Altering a Table | Inside Microsoft SQL Server 2005: The Storage Engine (Solid Quality Learning)

SQL Server 2005 allows existing tables to be modified in several ways. Using the ALTER TABLE command, you can make the following types of changes to an existing table:

Change the data type or NULL property of a single column
Add one or more new columns, with or without defining constraints for those columns
Add one or more constraints
Drop one or more constraints
Drop one or more columns
Enable or disable one or more constraints (applies only to CHECK and FOREIGN KEY constraints)
Enable or disable one or more triggers

Changing a Data Type

By using the ALTER COLUMN clause of ALTER TABLE, you can modify the data type or NULL property of an existing column. But be aware of the following restrictions:

The modified column can't be a text, image, ntext, or rowversion (timestamp) column.
If the modified column is the ROWGUIDCOL for the table, only DROP ROWGUIDCOL is allowed; no data type changes are allowed.
The modified column can't be a computed or replicated column.
The modified column can't have a PRIMARY KEY or FOREIGN KEY constraint defined on it.
The modified column can't be referenced in a computed column.
The modified column can't have the type changed to timestamp.
If the modified column participates in an index, the only type changes that are allowed are increasing the length of a variable-length type (for example, VARCHAR(10) to VARCHAR(20)), changing nullability of the column, or both.
If the modified column has a UNIQUE OR CHECK constraint defined on it, the only change allowed is altering the length of a variable-length column. For a UNIQUE constraint, the new length must be greater than the old length.
If the modified column has a default defined on it, the only changes that are allowed are increasing or decreasing the length of a variable-length type, changing nullability, or changing the precision or scale.
The old type of the column should have an allowed implicit conversion to the new type.
The new type always has ANSI_PADDING semantics if applicable, regardless of the current setting.
If conversion of an old type to a new type causes an overflow (arithmetic or size), the ALTER TABLE statement is aborted.
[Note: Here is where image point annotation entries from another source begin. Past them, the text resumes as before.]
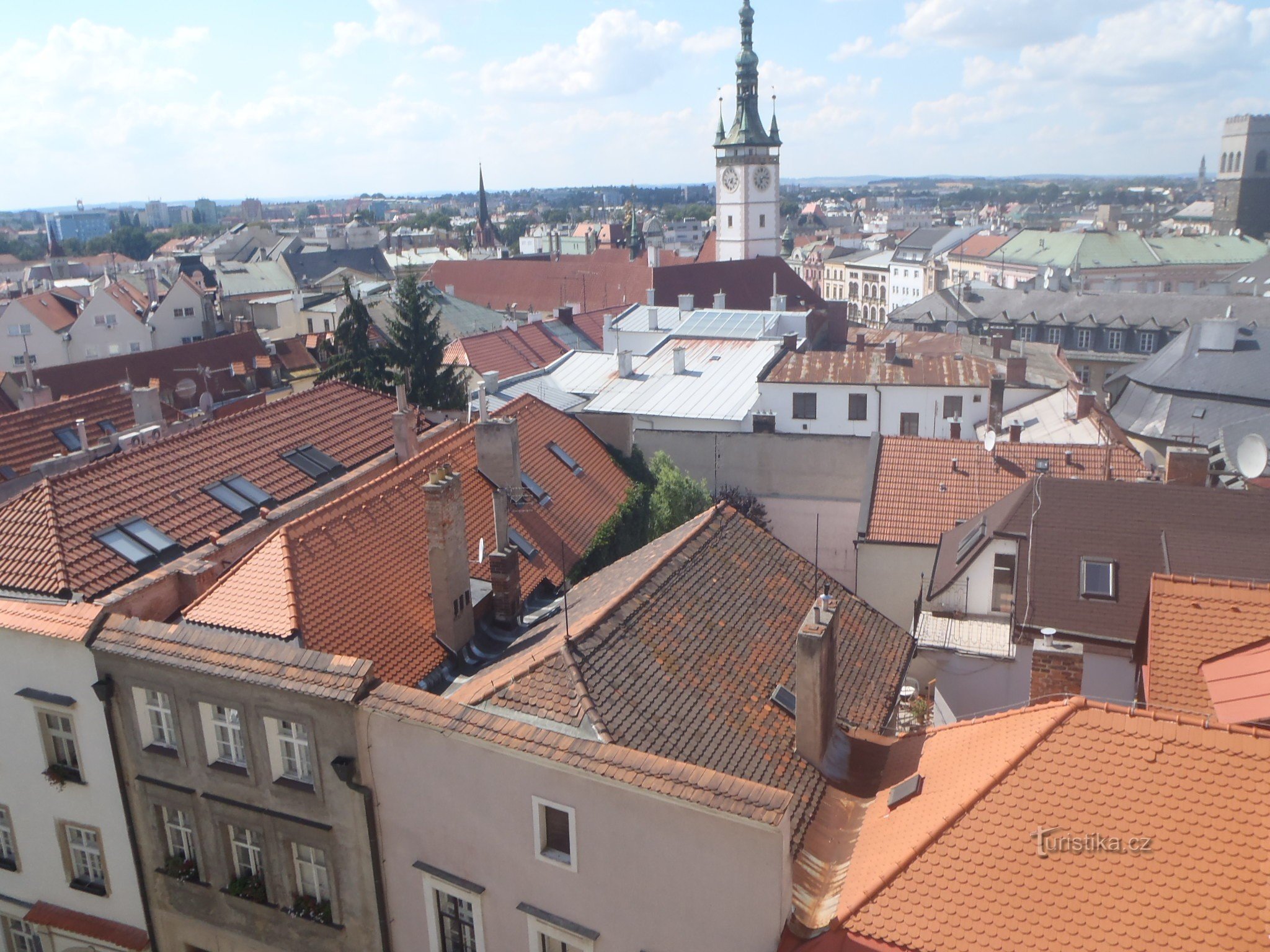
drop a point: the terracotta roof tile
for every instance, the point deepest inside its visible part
(46, 532)
(61, 919)
(27, 437)
(352, 576)
(917, 495)
(967, 840)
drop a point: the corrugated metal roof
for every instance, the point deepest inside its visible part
(721, 384)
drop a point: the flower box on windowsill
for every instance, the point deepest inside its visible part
(310, 909)
(251, 889)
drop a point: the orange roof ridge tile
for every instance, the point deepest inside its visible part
(1062, 711)
(482, 689)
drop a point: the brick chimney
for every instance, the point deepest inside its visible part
(1016, 371)
(1186, 466)
(498, 452)
(1085, 402)
(996, 403)
(146, 409)
(406, 439)
(447, 559)
(1059, 668)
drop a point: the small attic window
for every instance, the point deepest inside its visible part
(140, 542)
(314, 462)
(559, 451)
(533, 485)
(521, 544)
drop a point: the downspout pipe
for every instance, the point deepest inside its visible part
(104, 690)
(346, 769)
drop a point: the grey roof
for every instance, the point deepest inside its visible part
(1170, 311)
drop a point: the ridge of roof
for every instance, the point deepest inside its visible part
(484, 685)
(1062, 710)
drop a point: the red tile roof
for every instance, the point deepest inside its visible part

Here's the syntax and an example of using the ALTER COLUMN clause of the ALTER TABLE statement:

SYNTAX ALTER TABLE table-name ALTER COLUMN column-name         { type_name [(  prec  [, scale] ) ] [COLLATE <collation name> ]           [ NULL | NOT NULL ]           | {ADD | DROP} {ROWGUIDCOL | PERSISTED} } EXAMPLE /* Change the length of the emp_lname column in the employee    table from varchar(15) to varchar(30) */ ALTER TABLE employee ALTER COLUMN emp_name varchar(30)

Adding a New Column

You can add a new column, with or without specifying column-level constraints. You can add only one column for each ALTER TABLE statement. If the new column doesn't allow NULLs and isn't an identity column, the new column must have a default constraint defined. SQL Server populates the new column in every row with a NULL, the appropriate identity value, or the specified default. If the newly added column is nullable and has a default constraint, the existing rows of the table are not filled with the default value, but rather with NULL values. You can override this restriction by using the WITH VALUES clause so that the existing rows of the table are filled with the specified default value.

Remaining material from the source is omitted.